The research on superparamagnetic iron oxide nanoparticles (SPIONs) has been growing exponentially over the last several years. The field continues to drive in the direction of biomedical applications, especially molecular therapeutics by exploiting the immense qualities of SPIONs . This includes the distinctive controllable properties such as size, shape, magnetism, crystallinity and flexibility in fabricating multifunctional SPIONs with fluorescence, targeting ligands, drugs etc, thanks to the advancements in the syntheses and functionalization techniques developed hitherto. There are some excellent synthetic methods in prior arts on the formation of superparamagnetic magnetite (Fe3O4) and maghemite (γ-Fe2O3) SPIONs, with size control, narrow distribution, water solubility and surface functionalization [-]. The co-precipitation method is a conventional synthetic paradigm where Fe(II) and Fe(III) salts are co-precipitated in a basic solution in the presence of coating materials such as polymer or dextran (or its derivatives). Although the resulted iron oxide nanoparticles (NPs) are larger in size (ca. 100 nm) and partially crystalline, the particles are readily water soluble where their surfaces are directly functionalized. Alternatively, thermal decomposition method using precursors such as Fe(CO)5, Fe(Stearate)2, with high boiling solvents (octadecene, benzyl ether) and surfactants/ligands (oleic acid, oleylamine) can be used to synthesize smaller sized hydrophobic SPIONs (5-10 nm). In order to impart the SPIONs with water solubility for biomedical applications, water-oil microemulsion method can be employed as a reaction medium for coating a hydrophilic ligand (e.g. silica, peptides) on the hydrophobic surface.

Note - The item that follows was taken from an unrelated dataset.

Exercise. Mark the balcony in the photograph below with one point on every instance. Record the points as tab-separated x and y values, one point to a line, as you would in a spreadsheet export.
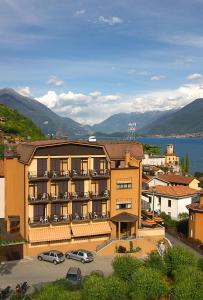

Folate-conjugated SPIONs were used for solid tumor targeting in specific magnetic hyperthermia mediators . The folate surface of maghemite NPs could recognize the folate receptor and was proven by folate receptor expressing cell lines or by radio-labeled folic acid in competitive binding experiments. Water-dispersible sugar-coated SPIONs were designed as magnetic fluid hyperthermia heat mediators and 2 negative contrast agents for MRI . SPIONs of ca. 16-18 nm had good transverse relaxivity and large heat release upon application of radio frequency (RF) electromagnetic radiation with amplitude and frequency close to the human tolerance limit. The authors claimed that these particles could be used as an efficient bifunctional targeting system for theranostic applications. Initially, the hydrophobic oleic acid stabilized SPIONs synthesized via thermal decomposition method were made water soluble by the displacement of the stabilizing agents, and by covalent grafting of the carbohydrate derivatives via the phosphonate function.